プランという言葉を現実に即した呼び方に改めようよ。「あてずっぽう」とね。占い師でもないかぎり、ビジネスの長期予測なんて夢物語にすぎないんだから。市場の情勢・競合他社・顧客・経済状況・等々、あまりにも多くて把握しきれないほどの数の要因が存在するんだしね。プランを書くなんてのは、実際にはコントロール出来ないものをあたかもコントロール出来そうな気分にさせるためのものだ。

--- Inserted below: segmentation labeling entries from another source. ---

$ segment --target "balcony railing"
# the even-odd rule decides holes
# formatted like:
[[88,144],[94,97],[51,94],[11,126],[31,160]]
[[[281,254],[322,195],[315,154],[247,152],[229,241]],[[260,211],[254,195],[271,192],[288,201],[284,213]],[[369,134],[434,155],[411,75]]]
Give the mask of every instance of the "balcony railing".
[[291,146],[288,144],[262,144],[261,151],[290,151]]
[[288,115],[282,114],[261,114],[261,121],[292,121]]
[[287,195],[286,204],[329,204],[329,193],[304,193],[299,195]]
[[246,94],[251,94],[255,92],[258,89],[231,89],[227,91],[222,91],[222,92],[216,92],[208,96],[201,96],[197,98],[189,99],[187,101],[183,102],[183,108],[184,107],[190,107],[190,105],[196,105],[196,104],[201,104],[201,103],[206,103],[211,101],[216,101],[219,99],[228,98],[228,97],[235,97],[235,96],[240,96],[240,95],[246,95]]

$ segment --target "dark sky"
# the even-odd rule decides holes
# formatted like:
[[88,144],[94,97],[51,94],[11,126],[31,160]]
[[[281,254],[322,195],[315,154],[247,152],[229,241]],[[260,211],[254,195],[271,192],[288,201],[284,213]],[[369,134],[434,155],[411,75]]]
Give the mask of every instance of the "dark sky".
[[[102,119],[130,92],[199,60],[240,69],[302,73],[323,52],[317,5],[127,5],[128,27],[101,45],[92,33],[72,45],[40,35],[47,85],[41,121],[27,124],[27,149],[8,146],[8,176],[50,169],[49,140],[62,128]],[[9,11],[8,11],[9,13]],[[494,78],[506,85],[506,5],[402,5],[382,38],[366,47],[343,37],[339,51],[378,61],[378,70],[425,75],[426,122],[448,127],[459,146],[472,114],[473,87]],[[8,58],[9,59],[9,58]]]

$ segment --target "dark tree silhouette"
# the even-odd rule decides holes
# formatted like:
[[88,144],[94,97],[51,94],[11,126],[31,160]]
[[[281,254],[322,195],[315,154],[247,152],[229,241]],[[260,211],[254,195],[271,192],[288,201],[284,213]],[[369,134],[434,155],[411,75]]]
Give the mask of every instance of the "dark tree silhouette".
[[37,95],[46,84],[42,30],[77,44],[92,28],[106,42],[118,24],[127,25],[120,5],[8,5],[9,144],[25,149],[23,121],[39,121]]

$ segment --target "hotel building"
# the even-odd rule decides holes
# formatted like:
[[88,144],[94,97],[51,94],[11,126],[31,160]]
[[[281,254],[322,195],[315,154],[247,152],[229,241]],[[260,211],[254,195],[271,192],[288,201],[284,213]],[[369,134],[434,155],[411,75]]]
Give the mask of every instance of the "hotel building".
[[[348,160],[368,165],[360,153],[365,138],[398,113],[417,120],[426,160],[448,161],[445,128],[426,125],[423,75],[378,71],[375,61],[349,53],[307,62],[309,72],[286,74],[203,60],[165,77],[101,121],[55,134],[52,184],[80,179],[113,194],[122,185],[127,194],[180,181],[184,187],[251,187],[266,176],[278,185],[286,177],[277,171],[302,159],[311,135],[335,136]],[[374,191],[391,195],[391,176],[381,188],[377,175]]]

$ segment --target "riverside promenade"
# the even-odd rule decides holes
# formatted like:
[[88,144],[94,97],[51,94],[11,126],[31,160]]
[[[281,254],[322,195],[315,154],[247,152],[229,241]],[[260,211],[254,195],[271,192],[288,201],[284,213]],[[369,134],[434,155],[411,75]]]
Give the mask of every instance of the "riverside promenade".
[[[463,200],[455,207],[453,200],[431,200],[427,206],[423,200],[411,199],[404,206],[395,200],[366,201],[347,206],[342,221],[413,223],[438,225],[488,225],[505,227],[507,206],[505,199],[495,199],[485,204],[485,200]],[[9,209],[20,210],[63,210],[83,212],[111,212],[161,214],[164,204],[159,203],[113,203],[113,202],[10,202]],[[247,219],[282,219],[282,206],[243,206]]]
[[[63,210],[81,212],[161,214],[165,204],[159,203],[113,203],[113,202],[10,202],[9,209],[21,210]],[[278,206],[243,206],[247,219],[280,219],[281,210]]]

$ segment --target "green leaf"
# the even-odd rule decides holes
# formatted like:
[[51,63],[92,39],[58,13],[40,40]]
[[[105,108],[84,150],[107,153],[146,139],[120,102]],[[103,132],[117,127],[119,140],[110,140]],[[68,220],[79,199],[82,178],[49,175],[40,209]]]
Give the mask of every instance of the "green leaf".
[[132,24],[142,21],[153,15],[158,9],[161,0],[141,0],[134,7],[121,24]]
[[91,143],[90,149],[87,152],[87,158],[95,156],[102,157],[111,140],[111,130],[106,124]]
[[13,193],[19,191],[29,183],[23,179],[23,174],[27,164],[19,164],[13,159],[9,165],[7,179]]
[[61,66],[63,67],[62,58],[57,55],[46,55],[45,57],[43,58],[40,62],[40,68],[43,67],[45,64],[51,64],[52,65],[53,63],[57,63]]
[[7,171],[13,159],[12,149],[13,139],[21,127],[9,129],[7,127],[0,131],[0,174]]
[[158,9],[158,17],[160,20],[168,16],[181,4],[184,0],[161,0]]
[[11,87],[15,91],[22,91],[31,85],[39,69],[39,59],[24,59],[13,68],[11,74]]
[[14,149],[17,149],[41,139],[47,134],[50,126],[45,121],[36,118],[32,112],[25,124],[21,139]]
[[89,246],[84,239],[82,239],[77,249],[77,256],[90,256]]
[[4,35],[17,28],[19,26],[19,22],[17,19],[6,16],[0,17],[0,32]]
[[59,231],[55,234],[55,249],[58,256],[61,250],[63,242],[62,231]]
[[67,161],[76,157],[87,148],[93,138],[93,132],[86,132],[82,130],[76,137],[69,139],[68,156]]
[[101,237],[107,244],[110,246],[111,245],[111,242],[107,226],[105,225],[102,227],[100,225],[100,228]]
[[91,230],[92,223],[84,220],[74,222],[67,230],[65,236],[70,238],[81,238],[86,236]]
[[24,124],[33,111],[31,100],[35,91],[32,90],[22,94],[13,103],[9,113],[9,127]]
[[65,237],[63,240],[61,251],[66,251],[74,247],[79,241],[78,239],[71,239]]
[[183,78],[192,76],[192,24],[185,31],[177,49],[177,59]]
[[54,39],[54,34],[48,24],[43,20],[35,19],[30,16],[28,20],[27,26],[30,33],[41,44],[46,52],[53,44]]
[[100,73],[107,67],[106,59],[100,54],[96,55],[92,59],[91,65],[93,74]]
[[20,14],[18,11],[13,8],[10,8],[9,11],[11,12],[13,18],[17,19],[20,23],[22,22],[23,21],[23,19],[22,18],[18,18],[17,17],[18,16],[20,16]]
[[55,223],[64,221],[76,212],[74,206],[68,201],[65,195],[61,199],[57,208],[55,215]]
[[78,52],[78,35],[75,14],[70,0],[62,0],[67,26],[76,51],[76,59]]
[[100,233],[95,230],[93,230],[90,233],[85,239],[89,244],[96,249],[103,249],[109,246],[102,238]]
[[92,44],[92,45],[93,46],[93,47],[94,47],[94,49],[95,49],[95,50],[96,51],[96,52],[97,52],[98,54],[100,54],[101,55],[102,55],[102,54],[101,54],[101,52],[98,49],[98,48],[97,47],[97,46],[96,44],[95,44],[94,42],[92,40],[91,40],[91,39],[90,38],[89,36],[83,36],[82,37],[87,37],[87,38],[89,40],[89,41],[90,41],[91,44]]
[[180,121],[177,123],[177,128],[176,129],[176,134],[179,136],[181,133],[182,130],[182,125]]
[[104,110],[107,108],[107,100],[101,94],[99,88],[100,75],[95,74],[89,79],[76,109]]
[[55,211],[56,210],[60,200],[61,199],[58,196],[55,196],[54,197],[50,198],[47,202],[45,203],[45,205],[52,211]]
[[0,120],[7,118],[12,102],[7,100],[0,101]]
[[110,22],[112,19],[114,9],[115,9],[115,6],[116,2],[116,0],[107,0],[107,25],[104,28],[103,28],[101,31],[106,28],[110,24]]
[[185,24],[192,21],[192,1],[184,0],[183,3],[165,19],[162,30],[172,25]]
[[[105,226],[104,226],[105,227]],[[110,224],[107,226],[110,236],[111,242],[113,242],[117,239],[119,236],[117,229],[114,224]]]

実際、ビジネスプラン・財政プラン・戦略プランという呼び方についても同様に「あてずっぽう」に変えた方がいいかもしれない。そうすれば多分、こういった絵空事に過度の重きを置く事をやめるようになるだろう。

ペンシルバニア大ウォートンスクールでイノベーション・アントレプレナーシップ部門の教授を務めるIan MacMillanと、コロンビア・ビジネススクールで教授を務めるRita Gunther McGrathは「プランというものは歩みを進めてみて始めてわかるものだ」と確信している。彼らはこう述べる 1) 紋切り型のアプローチやプランというものは新しい分野に取り組もうとする際には役に立たない。2) 大概の企業は虫の良い将来予想によってトラブルに引きずり込まれる。3)企業が回避するべきものは失敗ではなく「高く付く失敗」である。
こんな例がある: プロジェクトの為に資金調達が必要だとする。詳細に関する補足やスプレッドシートの入った100枚のスライドをパワポでまとめ上げ、資金を持ってる人のところならばどこにでも出向いてこの大物をぶつけてみる。相手は言う「うん。いいよ」

プロジェクトを開始し2・3ヶ月も経つと、市場の情勢や要求定義が予想と異なっており、製品をいじり直す必要があることに気付く。今や君には出資者の期待に応えるという大いなる責務がのしかかっている。そういうわけで、まるで型にはまったように失敗する企業によく見られるジレンマの第一は、この世は不確実性の塊であるにもかかわらず、自分は正しいと思い込んでしまう点にある。この考え方が諸君を逆効果しかもたらさないような行動へと駆り立てるのだ。
銘記すべき素晴らしいやり方だ: 不確実性の塊であるこの世で、自分は正しいなどと勝手に思うのは止めろ。立てるべきプランは、その場をしのぐためのプランだけでいい。


訳者コメント:
いつも思うんだが「設計しないという設計手法がある」ことを理解している人は少ない。

アジャイルやiterativeな開発手法がこれだけ普及した(ように見える)わりには、ウォーターフォールにせよボトムアップにせよ「まずアーキテクチャをしっかりしなきゃ」といったような前提というか先入観が、まるでしがらみのようにチームの足を引っ張っている。

この先入観の根にあるのは、近年殊に多く見られるようになった「過剰コンプライアンス」の根にあるものと同様、「きちんとしなさい」がとてつもなく肥大化したあの実体の見えない怪物なのだろう。

「きちんとしなさい」を「合理主義」とか「一神教」とおきかえてもいいわけだが。